Nothing is able to sit as a dramatic moment: immediately a joke, or a quip, or a gag has to be rammed down our throats.

The CGI is fine, but so great a surfeit gives the drama a weightlessness, making it impossible to invest in. The script…well…looking up Jeff Loveness’ previous writing credits was illuminating. He has written for pop-culture virus Rick & Morty and that influence is everywhere. Nothing is able to sit as a dramatic moment: immediately a joke, or a quip, or a gag has to be rammed down our throats, meaning weightless CGI is only compounded by a script that revels is cynicism rather than in character. This is the bloated Marvel writing formula: schoolboy humour must undercut every dramatic moment. 

Paul Rudd can do this in his sleep, and at times looks like he is. Evangeline Lily is meaningfully absent. Michael Douglas is enjoyable enough as a bumbling octogenarian ant-enthusiast. The real emotional weight of the film comes from Michelle Pfeiffer and Jonathan Majors. Pfeiffer’s Janet is a haunted and scarred heroine, lying to escape a past she cannot outrun. She brings genuine depth and tension to the film, especially in her scenes with Majors. He is masterful as Kang, bringing both a physical and emotional presence that is wonderfully intimidating. He takes the work seriously, giving us a Shakespearean villain who is neither hammy nor po-faced. I’m a little peeved that yet again Marvel is giving us a ‘conflicted villain’ (it would be nice to have a battle between good and evil, black and white, rather than just shades of grey) but Majors is so good he won me over. Overall, it’s a slog and not worth seeing unless one is a Marvel completist.  

2 stars. 

Knock at the Cabin

A close-up of a father holding his daughter close to his face.
Eric and Wen, played by Kristen Cui and Jonathan Groff.

Having sat through the literary assault of the Ant-Man script, I dreaded Knock at the Cabin. I have a soft-spot for M. Night Shyamalan, but his scripts are clanger-city. They’re exercises in verbiage (irony noted) that one endures to enjoy a good spook. I was pleasantly surprised, and silently grateful to co-writers Steve Desmon and Michael Sherman for reining in the worst of the ‘M.Night-isms’.  

It is an efficient chiller. Eric and Andrew have brought their adoptive daughter Wen to a secluded cabin for a holiday. This turns into a hostage situation when four seeming strangers with odd weapons take them hostage and demand the family sacrifice one of their own to stop the coming apocalypse. As the drama unfolds we learn the four home-invaders are just ordinary people who have put their faith in visions that have led them to this action.

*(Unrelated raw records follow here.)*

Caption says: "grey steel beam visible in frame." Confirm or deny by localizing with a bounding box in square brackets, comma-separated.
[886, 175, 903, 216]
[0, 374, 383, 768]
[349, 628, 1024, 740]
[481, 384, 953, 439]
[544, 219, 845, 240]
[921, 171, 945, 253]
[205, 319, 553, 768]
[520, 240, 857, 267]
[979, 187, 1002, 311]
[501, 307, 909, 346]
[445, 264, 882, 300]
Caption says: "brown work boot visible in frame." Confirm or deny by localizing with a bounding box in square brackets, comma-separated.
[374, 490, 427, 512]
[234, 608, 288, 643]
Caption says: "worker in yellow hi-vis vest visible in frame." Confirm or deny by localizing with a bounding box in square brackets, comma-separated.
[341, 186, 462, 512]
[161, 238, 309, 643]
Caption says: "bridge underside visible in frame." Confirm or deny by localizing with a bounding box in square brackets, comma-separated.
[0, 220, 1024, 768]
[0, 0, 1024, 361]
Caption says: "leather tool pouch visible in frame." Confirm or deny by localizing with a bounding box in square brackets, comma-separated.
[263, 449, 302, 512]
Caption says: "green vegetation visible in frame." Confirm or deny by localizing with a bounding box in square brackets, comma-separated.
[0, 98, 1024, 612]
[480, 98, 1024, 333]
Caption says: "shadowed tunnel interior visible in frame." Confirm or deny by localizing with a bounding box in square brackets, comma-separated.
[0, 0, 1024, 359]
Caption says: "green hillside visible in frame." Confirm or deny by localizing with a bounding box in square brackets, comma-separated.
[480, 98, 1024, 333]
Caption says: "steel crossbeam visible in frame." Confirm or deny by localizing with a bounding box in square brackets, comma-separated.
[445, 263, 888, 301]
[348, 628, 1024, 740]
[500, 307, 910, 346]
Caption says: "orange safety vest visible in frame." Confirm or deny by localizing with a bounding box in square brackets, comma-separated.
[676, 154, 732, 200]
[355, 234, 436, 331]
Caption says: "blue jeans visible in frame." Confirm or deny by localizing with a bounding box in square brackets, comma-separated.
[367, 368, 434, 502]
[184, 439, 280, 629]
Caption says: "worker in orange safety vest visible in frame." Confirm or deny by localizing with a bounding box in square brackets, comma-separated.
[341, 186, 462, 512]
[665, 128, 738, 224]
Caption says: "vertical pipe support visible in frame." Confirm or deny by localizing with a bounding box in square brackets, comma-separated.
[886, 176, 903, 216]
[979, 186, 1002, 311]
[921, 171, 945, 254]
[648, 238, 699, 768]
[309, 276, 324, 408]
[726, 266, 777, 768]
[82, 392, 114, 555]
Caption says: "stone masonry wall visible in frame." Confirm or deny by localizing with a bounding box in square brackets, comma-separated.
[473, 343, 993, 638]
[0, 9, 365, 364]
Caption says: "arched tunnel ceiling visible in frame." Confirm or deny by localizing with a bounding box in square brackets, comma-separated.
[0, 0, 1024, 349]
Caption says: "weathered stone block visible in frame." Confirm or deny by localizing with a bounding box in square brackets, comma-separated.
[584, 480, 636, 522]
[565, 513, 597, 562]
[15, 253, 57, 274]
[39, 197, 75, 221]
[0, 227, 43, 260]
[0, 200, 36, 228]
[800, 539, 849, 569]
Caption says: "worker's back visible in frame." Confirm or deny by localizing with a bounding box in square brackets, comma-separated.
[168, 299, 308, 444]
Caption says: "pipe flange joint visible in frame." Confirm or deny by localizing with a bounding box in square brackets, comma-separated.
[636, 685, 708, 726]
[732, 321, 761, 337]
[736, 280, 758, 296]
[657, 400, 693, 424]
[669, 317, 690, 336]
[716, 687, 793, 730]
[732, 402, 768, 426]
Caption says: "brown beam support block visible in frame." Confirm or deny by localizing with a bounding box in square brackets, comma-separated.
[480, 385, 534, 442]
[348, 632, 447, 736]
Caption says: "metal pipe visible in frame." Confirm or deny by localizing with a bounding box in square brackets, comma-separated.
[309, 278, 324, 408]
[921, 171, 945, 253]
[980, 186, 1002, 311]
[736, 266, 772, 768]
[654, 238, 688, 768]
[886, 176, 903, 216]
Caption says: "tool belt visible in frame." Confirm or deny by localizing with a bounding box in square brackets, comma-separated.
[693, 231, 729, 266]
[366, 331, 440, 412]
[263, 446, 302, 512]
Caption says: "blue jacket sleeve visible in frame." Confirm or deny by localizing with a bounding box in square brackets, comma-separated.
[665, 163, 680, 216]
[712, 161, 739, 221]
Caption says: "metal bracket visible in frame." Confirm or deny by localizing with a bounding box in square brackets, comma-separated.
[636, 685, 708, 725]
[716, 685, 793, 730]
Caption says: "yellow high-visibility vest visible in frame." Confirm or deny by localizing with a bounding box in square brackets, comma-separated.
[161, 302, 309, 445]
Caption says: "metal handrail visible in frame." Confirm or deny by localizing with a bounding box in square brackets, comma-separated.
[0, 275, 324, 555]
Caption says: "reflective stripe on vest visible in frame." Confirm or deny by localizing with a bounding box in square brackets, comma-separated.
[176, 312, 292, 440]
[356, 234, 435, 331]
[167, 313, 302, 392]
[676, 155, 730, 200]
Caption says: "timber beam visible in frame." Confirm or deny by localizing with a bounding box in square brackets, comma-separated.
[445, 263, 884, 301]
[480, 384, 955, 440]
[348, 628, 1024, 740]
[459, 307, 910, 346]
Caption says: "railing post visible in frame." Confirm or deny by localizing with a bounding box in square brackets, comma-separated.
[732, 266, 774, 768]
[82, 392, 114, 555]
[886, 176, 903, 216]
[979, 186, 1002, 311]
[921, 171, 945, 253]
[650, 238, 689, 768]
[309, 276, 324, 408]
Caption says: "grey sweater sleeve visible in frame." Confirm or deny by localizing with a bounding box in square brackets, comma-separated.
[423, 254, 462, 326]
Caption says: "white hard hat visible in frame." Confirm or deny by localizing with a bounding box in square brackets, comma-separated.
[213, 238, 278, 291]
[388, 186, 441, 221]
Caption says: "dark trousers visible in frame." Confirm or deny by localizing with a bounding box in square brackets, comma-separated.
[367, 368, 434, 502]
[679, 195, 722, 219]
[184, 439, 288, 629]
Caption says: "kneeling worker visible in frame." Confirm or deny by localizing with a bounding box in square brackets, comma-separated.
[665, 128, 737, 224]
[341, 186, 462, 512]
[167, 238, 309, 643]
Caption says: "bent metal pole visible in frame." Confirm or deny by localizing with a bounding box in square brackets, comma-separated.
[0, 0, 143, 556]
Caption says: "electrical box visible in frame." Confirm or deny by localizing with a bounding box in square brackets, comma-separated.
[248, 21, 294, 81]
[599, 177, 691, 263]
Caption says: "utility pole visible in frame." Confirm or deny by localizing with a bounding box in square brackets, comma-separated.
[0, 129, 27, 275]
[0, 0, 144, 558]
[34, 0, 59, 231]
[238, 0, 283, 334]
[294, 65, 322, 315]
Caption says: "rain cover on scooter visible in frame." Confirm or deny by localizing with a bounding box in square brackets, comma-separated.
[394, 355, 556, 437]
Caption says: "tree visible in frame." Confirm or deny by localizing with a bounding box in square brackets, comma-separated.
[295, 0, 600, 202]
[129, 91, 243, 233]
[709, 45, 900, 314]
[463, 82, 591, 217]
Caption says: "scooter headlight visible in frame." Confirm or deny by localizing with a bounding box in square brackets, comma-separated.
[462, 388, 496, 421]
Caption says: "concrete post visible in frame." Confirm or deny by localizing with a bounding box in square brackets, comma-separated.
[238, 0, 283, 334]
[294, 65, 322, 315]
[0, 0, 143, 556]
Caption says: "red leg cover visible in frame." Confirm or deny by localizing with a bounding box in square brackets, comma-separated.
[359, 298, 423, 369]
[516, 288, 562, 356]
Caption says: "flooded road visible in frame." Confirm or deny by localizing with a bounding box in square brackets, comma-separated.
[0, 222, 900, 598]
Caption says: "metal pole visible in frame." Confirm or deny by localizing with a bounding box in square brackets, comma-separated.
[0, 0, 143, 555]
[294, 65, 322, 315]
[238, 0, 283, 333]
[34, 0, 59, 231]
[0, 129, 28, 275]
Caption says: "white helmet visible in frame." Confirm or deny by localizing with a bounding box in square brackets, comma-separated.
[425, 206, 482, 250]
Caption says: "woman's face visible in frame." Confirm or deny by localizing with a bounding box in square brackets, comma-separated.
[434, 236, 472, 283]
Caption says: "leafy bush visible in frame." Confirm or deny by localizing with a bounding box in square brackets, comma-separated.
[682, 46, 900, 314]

As time runs out and people die the family is left to weigh the dreadful moral problem before them. 

The film delivers its tension well – Jarin Blaschke’s cinematography elevating mundane conversations to new heights of the uncanny with shallow-focus and tilted cameras. The performances are solid. It’s nice to see Rupert Grint on the big-screen again, and Jonathan Groff brings a compassionate vulnerability to the character of Eric. The standout has to be David Bautista as the de facto leader of the attackers. He plays off his imposing physical presence perfectly, creating a shy and nebbish personality, unfailingly polite and apologetic. It heightens the tension throughout the entire film and the viewer wonders when or even if this hulking mass will lose violent control. 

The film departs from its sources conclusion (2018’s The Cabin at the End of the World) to strike a more obviously tragic but also optimistic and possibly even Christian tone. It’s worth a watch on a rainy afternoon.  

3.5 stars. 

What’s Love Got to Do With It?

A couple stand and smile at a Pakistani wedding celebration.
Shazad Latif and Lily James play Kazim and Cath.

From a dud-script, to a better-than-expected script, to a great rom-com script. What’s Love Got to Do With It? is the first screenplay by Jemima Khan, and it is a terrific debut. Khan presents the tale of Zoe, who tries to boost her career as a documentary film maker by documenting the arranged-marriage of her Pakistani childhood friend Kaz. From the first meeting with the matchmaker to the big day itself Zoe learns about a culture and a practice that is completely alien to her own understanding… but perhaps she’ll learn something about it, and about herself. Is ‘assisted-marriage’ as it is now called ("Oh, like assisted-suicide" Zoe quips) a regressive practice? Is the world of Western dating a freeing alternative? Is there something to learn from allowing commitment to come first, and romance and love to build over time? What lengths will one go to in an effort to please their family? 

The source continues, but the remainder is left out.